Buldukoglu Osman Cagin, Erzin Yusuf, Cekin Ayhan Hilmi, Danese Silvio
Department of Gastroenterology, University of Health Sciences, Antalya Training and Research Hospital, Antalya, Türkiye.
Department of Gastroenterology, İstanbul Cerrahpaşa University Cerrahpaşa Faculty of Medicine, İstanbul, Türkiye.
Turk J Gastroenterol. 2025 Jun 2;36(6):336-342. doi: 10.5152/tjg.2025.25148.
Ulcerative colitis (UC) is a chronic, inflammatory disease of the colon. The unpredictable, systemic, and debilitating nature of UC puts disease management and patient monitoring at a pivotal point. Despite substantial development in pharmacotherapies for UC in recent years, a significant proportion of patients either fail to respond to treatment or lose their response over the course of the disease. The backbone of disease management in UC is 5-aminosalicylic acid (5-ASA), but patients unresponsive to 5-ASA or with severe disease require advanced therapies including tumor necrosis factor-alpha inhibitors (TNFi), anti-integrins, anti-interleukins and small molecule therapy, Janus kinase (JAK) inhibitors, and S1PR modulators. This review will briefly overview the current state of medical therapeutic options in UC, with further detailing the molecular and clinical aspects of Etrasimod, a sphingosine-1-phosphate receptor (S1PR) modulator.

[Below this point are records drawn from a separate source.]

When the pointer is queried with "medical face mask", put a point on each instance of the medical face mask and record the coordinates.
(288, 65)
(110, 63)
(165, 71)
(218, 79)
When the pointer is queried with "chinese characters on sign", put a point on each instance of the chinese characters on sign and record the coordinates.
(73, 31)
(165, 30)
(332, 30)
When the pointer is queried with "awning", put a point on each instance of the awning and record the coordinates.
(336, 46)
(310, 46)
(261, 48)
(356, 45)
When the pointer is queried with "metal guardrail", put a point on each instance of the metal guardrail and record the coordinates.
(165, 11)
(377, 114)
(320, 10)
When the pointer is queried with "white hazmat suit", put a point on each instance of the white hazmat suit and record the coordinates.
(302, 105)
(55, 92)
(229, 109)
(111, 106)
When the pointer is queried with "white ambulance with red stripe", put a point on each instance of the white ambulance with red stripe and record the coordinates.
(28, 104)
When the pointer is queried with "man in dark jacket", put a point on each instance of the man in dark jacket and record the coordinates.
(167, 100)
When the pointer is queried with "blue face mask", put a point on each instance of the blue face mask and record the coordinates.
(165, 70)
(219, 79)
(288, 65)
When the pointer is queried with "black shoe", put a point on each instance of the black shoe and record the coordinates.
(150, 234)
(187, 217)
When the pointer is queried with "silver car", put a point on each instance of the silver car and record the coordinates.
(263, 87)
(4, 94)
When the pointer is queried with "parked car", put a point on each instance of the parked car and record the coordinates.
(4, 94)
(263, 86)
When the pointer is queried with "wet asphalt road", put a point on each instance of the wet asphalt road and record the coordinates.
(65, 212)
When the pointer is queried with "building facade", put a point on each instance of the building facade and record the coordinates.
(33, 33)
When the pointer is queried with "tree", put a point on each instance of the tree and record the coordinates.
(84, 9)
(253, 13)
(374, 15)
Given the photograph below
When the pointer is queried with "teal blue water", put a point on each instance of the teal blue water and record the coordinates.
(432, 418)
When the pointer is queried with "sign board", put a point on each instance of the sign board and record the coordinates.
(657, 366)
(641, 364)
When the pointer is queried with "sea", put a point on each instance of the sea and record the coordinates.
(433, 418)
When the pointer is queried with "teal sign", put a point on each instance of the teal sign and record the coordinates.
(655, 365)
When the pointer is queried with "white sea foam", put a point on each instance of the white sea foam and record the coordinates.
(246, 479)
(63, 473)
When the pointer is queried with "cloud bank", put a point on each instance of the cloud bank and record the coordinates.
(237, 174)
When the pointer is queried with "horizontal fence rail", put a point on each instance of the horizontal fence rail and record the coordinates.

溃疡性结肠炎(UC)是一种结肠的慢性炎症性疾病。UC不可预测、全身性且使人衰弱的特性使疾病管理和患者监测处于关键阶段。尽管近年来UC的药物治疗有了很大进展,但仍有相当一部分患者要么对治疗无反应,要么在病程中失去反应。UC疾病管理的主要药物是5-氨基水杨酸(5-ASA),但对5-ASA无反应或患有严重疾病的患者需要先进的治疗方法,包括肿瘤坏死因子-α抑制剂(TNFi)、抗整合素、抗白细胞介素和小分子疗法、Janus激酶(JAK)抑制剂以及鞘氨醇-1-磷酸受体(S1PR)调节剂。本综述将简要概述UC药物治疗选择的现状,并进一步详细介绍S1PR调节剂艾曲莫德的分子和临床方面。